Может быть, от крепкой нашей деревенской породы или оттого, что получал всю жизнь продукты питания в закрытых распределителях сверх всяких норм, а может, еще почему-то, но мое ведро оказалось не на жалких двадцать четыре фунта — вековой стандарт, а разлилось в пивную бочку, полную плещущей во мне студенистой медузьей влаги. Мне ее до смерти не спустить, перламутровую мою плазму жизни, зеленовато-серую молоку с вульгарно-греческим названием «малафья». «Сперматозавр», как однажды подхалимски заметила Актиния. Черт с ним, с несостоявшимся сбрызгом!
Все равно в мире нет блага и разумения. Мой бы семенной фонд передать профессору Даниэлю Петруччио, он бы в своих пробирках вырастил такую «Красную бригаду», что эти итальянские недоумки их от почтения в дупу целовали бы! Пропади он пропадом, неудавшийся мой пистон! Мне, как художнику слова, знакомство с Надькой и наклевывающаяся дружба с Кенгуру важнее? Ну, правда же, ведь не трахом единым жив человек?..
— У меня есть друг, турок он, молол что-то о Кенгуру.
— Кто-о?
— Турок, Курбан его кличут.
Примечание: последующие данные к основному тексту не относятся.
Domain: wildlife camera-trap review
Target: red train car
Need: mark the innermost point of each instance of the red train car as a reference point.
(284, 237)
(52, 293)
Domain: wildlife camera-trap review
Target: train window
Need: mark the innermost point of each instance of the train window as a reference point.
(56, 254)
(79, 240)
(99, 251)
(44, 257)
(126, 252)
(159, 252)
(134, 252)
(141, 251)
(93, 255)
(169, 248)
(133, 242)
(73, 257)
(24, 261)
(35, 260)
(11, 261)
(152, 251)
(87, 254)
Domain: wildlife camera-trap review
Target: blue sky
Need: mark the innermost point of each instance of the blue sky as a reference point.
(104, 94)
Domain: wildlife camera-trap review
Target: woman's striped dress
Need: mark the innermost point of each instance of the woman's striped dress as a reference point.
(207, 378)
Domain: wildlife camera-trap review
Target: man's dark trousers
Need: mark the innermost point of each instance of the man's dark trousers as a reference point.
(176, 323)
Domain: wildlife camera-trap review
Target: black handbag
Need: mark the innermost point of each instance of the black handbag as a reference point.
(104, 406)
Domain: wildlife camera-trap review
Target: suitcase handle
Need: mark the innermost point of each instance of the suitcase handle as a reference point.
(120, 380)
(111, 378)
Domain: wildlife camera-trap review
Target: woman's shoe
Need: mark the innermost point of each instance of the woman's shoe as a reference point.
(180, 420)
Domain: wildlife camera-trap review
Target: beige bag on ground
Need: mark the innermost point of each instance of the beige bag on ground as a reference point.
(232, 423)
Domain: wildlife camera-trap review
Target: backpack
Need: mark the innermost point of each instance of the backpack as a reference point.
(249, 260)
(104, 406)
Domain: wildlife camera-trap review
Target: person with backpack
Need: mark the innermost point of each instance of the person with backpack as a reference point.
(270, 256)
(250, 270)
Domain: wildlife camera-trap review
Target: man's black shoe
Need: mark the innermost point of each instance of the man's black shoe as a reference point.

Из Туркмении он, из города Мары, — пояснил расслабленный.
Надька с посеревшим лицом сидела напротив, болтала лениво ногой, таращила сонные глаза, чтобы веки не слипались.
— Устает она, бедная, — жалел Надьку муж незаконный, сожитель Цыбиков. — Жизнь больно трудная стала… Сердце у меня за нее болит. Она — моя хобба.
— Выпьем! — предложил я.
Кенгуру трудно плюхнулся с табурета на свои опухлые конечности, проворно сдал нам еще по полстакана.
— У меня есть вот какая мысель… — заблекотал он. — Вот в чем мысель: чтобы люди лучше понимали друг друга… Хочу выпить, чтобы люди добрее были…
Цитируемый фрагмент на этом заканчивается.